O reconhecimento pelas conquistas através de grandes projetos na Educação é fato raro. Torna-se, porém, estimulante para todos aqueles que dedicam sua vida a esse campo tão repleto de desafios.
 
Depois de escrever com brilho a biografia de Chiquinha Gonzaga, a escritora Dalva Lazaroni vem agora, com grande estilo, resgatar uma das mais importantes epopeias vividas no século XX, no Estado do Rio de Janeiro. Narra fatos que tiveram repercussão nacional e até internacional.
“Mate com Angu – A história de Armanda Álvaro Alberto” (Editora Europa) é uma biografia que preenche lacuna inaceitável.
 
Armanda foi a educadora que iniciou no Brasil projetos educacionais de vanguarda, sendo precursora e contemporânea de Anísio Teixeira, Gilberto Freire, Roquette Pinto e muitos outros.
O conceito “aprender a fazer, fazendo” foi a base pedagógica da Escola Proletária de Meriti. Graciliano Ramos cita Armanda em Memória do Cárcere.
 
No mesmo ano do centenário de morte de Euclides da Cunha, a publicação desta biografia da professora Armanda ganha importância, tendo em vista ter sido iniciativa sua a criação da primeira biblioteca dedicada ao autor de Os Sertões, por isso chamada euclideana. Dalva Lazaroni mostra uma Armanda apaixonada pelas ideias de defesa dos pobres. Lutou por uma revolução pela Educação.
 
Pioneira, a Escola Proletária de Meriti foi inaugurada em 1921. Oferecia alimento de alto teor nutritivo, junto com uma educação esmerada, a alunos da escola, de maneira indiscriminada. A escola recebeu o apelido de Mate com Angu, nome usado às vezes de forma pejorativa, mas que se impôs, pela força de suas propostas. 
 
Ao manifestar suas opiniões  convergentes com o Socialismo, Armanda Álvaro Alberto acabou perseguida e presa pela polícia de Getúlio Vargas.
 
A Dalva Lazaroni devemos mais esta obra de valor literário e histórico. Repassa a História do Brasil, desde os primeiros anos da República, seguindo-se a Primeira Guerra Mundial e depois a Segunda Guerra. Foi amiga e colaboradora do jornalista Samuel Wainer, com quem se uniu no combate ao fascismo. Dalva lembra que Armanda foi também a primeira a usar o sistema educacional de Maria Montessori.
 
Este livro coloca diante de nossos olhos uma bonita vida – o registro da sua devoção às causas populares. Reparem neste fato da sua infância, que se encontra na página 49 do livro: “Certa ocasião, Armanda ganhou alguns presentes do pai: uma pá, uma enxada e um lindo regador.
 
— Que lindo, pai. Como adivinhou que era isso que eu queria?

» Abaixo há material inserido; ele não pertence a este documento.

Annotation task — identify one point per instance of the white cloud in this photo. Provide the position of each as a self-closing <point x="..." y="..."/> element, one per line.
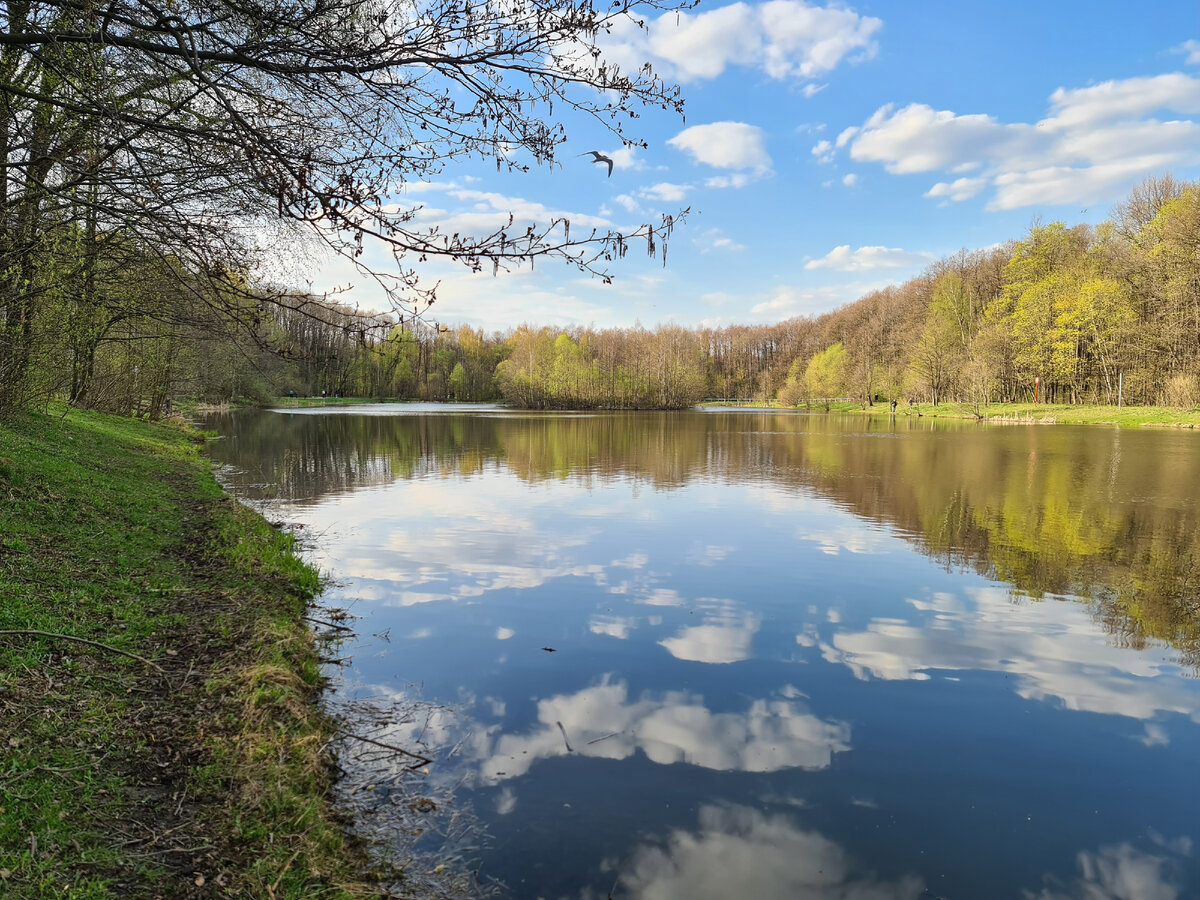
<point x="1091" y="145"/>
<point x="785" y="39"/>
<point x="713" y="239"/>
<point x="738" y="851"/>
<point x="604" y="721"/>
<point x="725" y="145"/>
<point x="1120" y="873"/>
<point x="724" y="635"/>
<point x="1053" y="652"/>
<point x="863" y="259"/>
<point x="720" y="181"/>
<point x="665" y="192"/>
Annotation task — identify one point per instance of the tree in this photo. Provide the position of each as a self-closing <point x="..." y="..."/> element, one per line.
<point x="826" y="373"/>
<point x="191" y="127"/>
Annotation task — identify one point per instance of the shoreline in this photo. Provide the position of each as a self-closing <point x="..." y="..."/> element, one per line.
<point x="159" y="682"/>
<point x="1003" y="413"/>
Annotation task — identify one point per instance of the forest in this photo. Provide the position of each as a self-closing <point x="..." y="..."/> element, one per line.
<point x="1078" y="313"/>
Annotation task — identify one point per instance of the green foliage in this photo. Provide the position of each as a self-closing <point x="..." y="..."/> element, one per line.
<point x="826" y="373"/>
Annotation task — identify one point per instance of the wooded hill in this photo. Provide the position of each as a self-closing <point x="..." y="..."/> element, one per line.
<point x="1095" y="315"/>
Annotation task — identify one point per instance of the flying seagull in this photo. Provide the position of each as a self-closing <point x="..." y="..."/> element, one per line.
<point x="597" y="156"/>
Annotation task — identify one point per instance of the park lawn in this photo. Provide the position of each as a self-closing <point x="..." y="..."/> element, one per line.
<point x="181" y="751"/>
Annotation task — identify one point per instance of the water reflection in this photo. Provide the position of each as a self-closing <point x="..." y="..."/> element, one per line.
<point x="603" y="721"/>
<point x="737" y="851"/>
<point x="768" y="654"/>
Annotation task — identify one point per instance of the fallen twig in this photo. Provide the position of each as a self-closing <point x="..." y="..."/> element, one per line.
<point x="421" y="760"/>
<point x="143" y="660"/>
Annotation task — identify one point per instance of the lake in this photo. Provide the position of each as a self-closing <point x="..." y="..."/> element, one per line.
<point x="761" y="654"/>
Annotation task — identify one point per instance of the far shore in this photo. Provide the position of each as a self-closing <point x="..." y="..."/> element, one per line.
<point x="1013" y="413"/>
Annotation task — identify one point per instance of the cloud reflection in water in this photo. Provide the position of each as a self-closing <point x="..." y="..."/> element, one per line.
<point x="741" y="852"/>
<point x="604" y="721"/>
<point x="1054" y="649"/>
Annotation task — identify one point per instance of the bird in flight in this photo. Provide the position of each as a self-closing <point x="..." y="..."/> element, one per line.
<point x="597" y="156"/>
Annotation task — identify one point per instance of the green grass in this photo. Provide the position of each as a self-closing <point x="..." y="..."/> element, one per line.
<point x="306" y="402"/>
<point x="189" y="745"/>
<point x="1051" y="413"/>
<point x="1043" y="413"/>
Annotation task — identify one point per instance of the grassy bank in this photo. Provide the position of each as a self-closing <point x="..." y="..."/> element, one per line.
<point x="1053" y="414"/>
<point x="307" y="402"/>
<point x="157" y="729"/>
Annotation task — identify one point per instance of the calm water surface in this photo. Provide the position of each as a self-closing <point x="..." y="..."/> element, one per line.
<point x="792" y="655"/>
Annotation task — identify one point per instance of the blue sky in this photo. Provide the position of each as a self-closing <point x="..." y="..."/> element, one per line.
<point x="829" y="150"/>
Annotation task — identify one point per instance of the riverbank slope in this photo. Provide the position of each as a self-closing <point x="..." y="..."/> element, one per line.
<point x="159" y="732"/>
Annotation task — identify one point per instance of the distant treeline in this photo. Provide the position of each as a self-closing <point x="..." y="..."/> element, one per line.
<point x="1075" y="313"/>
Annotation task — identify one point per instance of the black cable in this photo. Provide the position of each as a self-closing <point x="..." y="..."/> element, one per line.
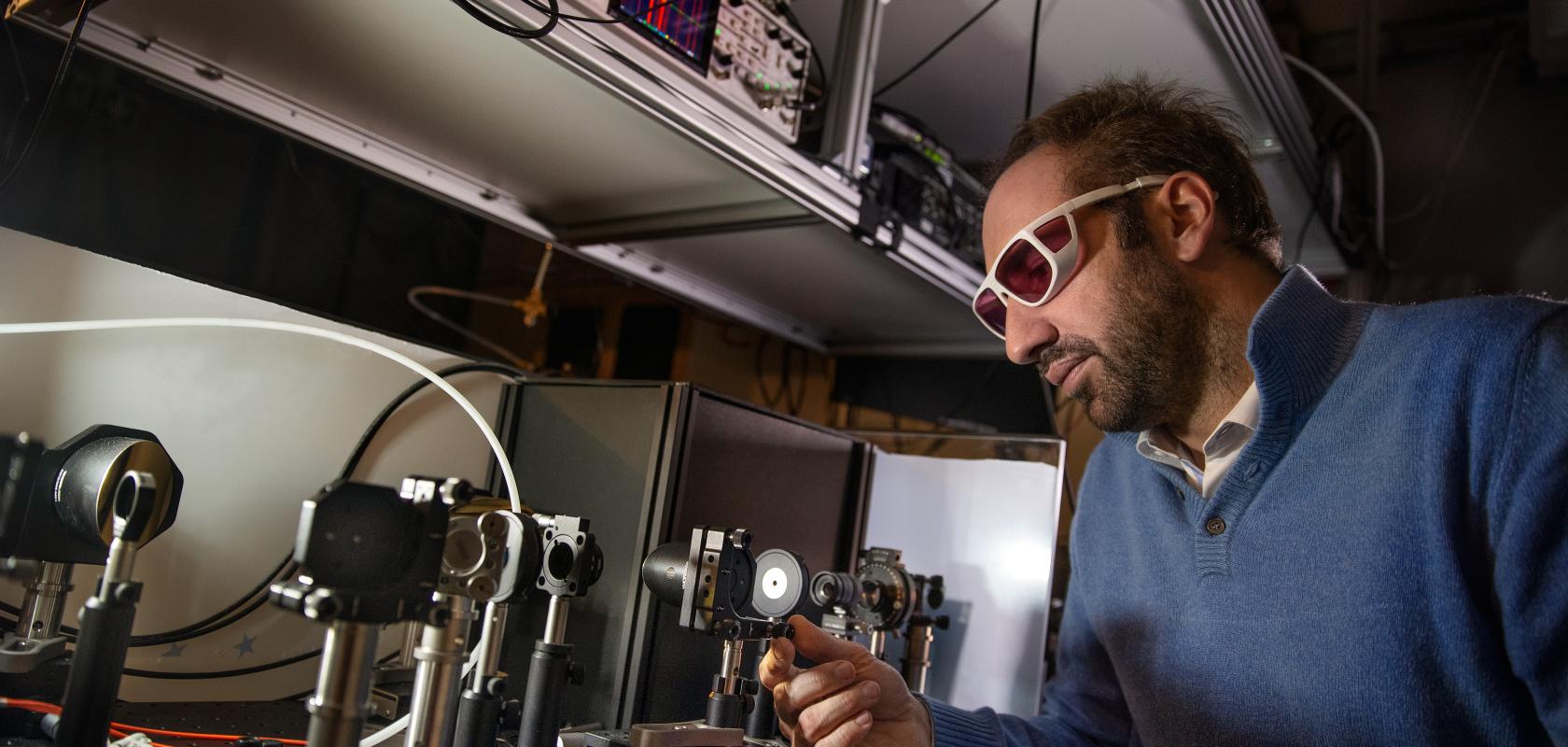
<point x="27" y="93"/>
<point x="588" y="20"/>
<point x="1033" y="57"/>
<point x="223" y="672"/>
<point x="49" y="98"/>
<point x="220" y="619"/>
<point x="1311" y="207"/>
<point x="769" y="399"/>
<point x="816" y="60"/>
<point x="347" y="472"/>
<point x="940" y="48"/>
<point x="553" y="18"/>
<point x="256" y="597"/>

— Olha, minha filha, esse pedaço do Brasil é seu, inteiramente seu. Faça com que produza flores, frutos e hortaliças. Lembre-se do que disse o escrivão da armada portuguesa, Pero Vaz de Caminha, quando escreveu ao rei: “a terra é de tal maneira graciosa que plantando dar-se-á nela tudo.” E você, acha que Pero Vaz de Caminha teve razão?
— Teve sim, papai, e eu hei de provar a todo o mundo que teve mesmo. Hei de plantar e de colher.”